Après son discours "surréaliste" du mardi 18 mai dernier dans lequel il annonçait pêle-mêle la "suspension" des traitements des ministres en "congé" du gouvernement ainsi que d’autres mesures vexatoires prises à leur en encontre (retrait des véhicules de fonction et des logements) tout en dénonçant leur "vagabondage" (sic) dans la sous-région, Laurent Gbagbo a franchi un palier supplémentaire dans sa volonté de mettre à mal l’application des accords de Marcoussis.

Mercredi dernier en effet, il a tout simplement démi certains de ces ministres (Guillaume Soro, Patrick Achi et Youssouf Soumahoro) de leurs fonctions, pour les remplacer par des intérimaires, provenant tous de son parti, le FPI. "Démission" logique pour Guillaume Soro, si tant est que le secrétaire général des Forces nouvelles ne cesse de clamer que "Gbagbo est le principal obstacle à la paix" (à juste raison). Dépité de voir la communauté internationale tergiverser depuis deux ans sur la conduite à tenir à l’égard de Gbagbo, Soro et ses hommes ont du reste commencé à organiser leur fief du Nord, persuadés que "rien de bon" ne peut se faire avec Laurent Gbagbo.

Quant à Patrick Achi du PDCI/RDA, il paie ainsi le bras-de-fer qui oppose son parti à celui du président pour le contrôle du port autonome d’Abidjan véritable "pompe à fric" qui attise les convoitises. Youssouf Soumahoro, lui est sanctionné pour cause de "vagabondage nocif", pour avoir dit-on, visiter certains pays de la sous-région.

Un écran de fumée

L’un dans l’autre cependant, ces mesures rentrent dans la logique de la surenchère dont le camp présidentiel ne s’est jamais départi depuis la signature des Accords de Marcoussis. Ce, parce que malgré les professions de foi le régime Gbagbo n’a jamais adhéré à la lettre encore moins à l’esprit desdits Accords.

Le Premier ministre Seydou Diarra, principal maître d’œuvre de leur mise en application, n’a jamais eu les pouvoirs effectifs pour ce faire.

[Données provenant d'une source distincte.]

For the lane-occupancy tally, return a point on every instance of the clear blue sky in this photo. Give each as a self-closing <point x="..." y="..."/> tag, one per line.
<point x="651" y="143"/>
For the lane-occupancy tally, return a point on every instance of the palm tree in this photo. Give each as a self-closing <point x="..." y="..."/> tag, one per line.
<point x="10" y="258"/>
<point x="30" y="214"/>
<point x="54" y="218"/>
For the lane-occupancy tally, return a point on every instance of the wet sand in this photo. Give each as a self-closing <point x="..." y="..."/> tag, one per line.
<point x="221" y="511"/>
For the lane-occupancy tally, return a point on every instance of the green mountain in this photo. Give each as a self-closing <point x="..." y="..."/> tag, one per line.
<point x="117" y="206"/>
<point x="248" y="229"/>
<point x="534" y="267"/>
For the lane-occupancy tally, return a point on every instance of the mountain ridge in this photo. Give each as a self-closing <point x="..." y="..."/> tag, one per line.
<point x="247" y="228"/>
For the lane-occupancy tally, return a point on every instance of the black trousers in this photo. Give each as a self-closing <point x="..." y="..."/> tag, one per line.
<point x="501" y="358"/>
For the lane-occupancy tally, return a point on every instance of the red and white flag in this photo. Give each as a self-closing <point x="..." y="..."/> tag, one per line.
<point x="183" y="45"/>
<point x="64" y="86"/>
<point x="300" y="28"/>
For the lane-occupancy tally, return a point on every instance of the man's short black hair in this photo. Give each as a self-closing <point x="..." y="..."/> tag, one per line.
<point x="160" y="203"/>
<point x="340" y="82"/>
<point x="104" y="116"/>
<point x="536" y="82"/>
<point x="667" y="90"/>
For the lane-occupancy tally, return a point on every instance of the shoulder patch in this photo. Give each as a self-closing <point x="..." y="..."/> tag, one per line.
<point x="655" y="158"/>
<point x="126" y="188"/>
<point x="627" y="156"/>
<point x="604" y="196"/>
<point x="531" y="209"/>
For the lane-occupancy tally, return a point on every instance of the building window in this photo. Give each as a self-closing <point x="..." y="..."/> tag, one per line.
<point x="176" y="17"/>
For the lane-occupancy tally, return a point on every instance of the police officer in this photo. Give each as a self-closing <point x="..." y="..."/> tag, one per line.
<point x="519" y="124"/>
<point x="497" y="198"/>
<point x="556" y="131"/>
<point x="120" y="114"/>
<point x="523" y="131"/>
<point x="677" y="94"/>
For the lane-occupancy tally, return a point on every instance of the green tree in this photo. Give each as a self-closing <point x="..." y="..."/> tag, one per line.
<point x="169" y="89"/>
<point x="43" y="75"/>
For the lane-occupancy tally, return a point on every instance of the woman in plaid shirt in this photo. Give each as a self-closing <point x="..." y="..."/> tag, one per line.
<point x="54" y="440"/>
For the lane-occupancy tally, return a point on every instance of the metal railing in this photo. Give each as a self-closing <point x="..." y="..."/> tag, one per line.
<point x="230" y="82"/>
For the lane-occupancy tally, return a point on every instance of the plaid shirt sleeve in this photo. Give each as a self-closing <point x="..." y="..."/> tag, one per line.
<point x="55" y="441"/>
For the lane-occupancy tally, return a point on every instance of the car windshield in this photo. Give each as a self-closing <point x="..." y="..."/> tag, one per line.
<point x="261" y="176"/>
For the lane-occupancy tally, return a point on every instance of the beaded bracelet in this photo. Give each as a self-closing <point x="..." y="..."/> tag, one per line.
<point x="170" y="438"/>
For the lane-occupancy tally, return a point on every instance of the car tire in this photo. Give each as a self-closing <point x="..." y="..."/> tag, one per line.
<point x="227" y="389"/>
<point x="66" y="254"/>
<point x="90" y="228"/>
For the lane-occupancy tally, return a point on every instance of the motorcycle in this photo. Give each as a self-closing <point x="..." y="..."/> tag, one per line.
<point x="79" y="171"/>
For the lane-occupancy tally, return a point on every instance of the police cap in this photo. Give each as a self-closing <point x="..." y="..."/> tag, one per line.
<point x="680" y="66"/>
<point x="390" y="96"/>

Imposition de ministres par Laurent Gbagbo, immixtions grossières dans le travail de certains ministres (rappelez-vous la séquestration de Guillaume Soro) violation des lois de la république (passation de marchés de gré-à-gré) il a subi moult vexations, avant de se voir asséner le coup du 19 courant. Un coup d’Etat en fait, dans la mesure où le consensus marcoussien est rompu. On comprend l’ambarras de Seydou Diarra qui ne sait plus sur quel pied danser. Toute cette "ratatouille" déclenchée par Gbagbo, vise un seul objectif : mettre un voile opaque sur les problèmes qui accablent le pouvoir ivoirien. Acculé par le rapport onusien qui l’indexe comme le "principal auteur" des massacres des 25 et 26 mars 2004, esseulé au plan régional pour avoir tenu des propos discourtois, voire injurieux à l’encontre de certains de ses pairs, fâché avec toute son opposition, la marge de manœuvre de Gbagbo est de plus en plus étroite.

D’autant plus que dans son propre camp, certains faucons avaient commencé à montrer les dents, en l’accusant de "noblesse" vis-à-vis du camp d’en face. En reprenant la main, Gbagbo veut indiquer qu’il est le maître du jeu et qu’il n’a que faire des "désirs" et de la volonté de l’extérieur dans la résolution de la crise.

La logique de la radicalisation mais aussi de l’absurdité, l’expérience ayant prouvé que tout cela débouche sur des "mini" génocides (octobre 2000, janvier 2001 et mars 2004).

Alors si rien n’est fait, c’est le génocide grandeur-nature qui se profile à l’horizon. Le décor est en tout cas planté.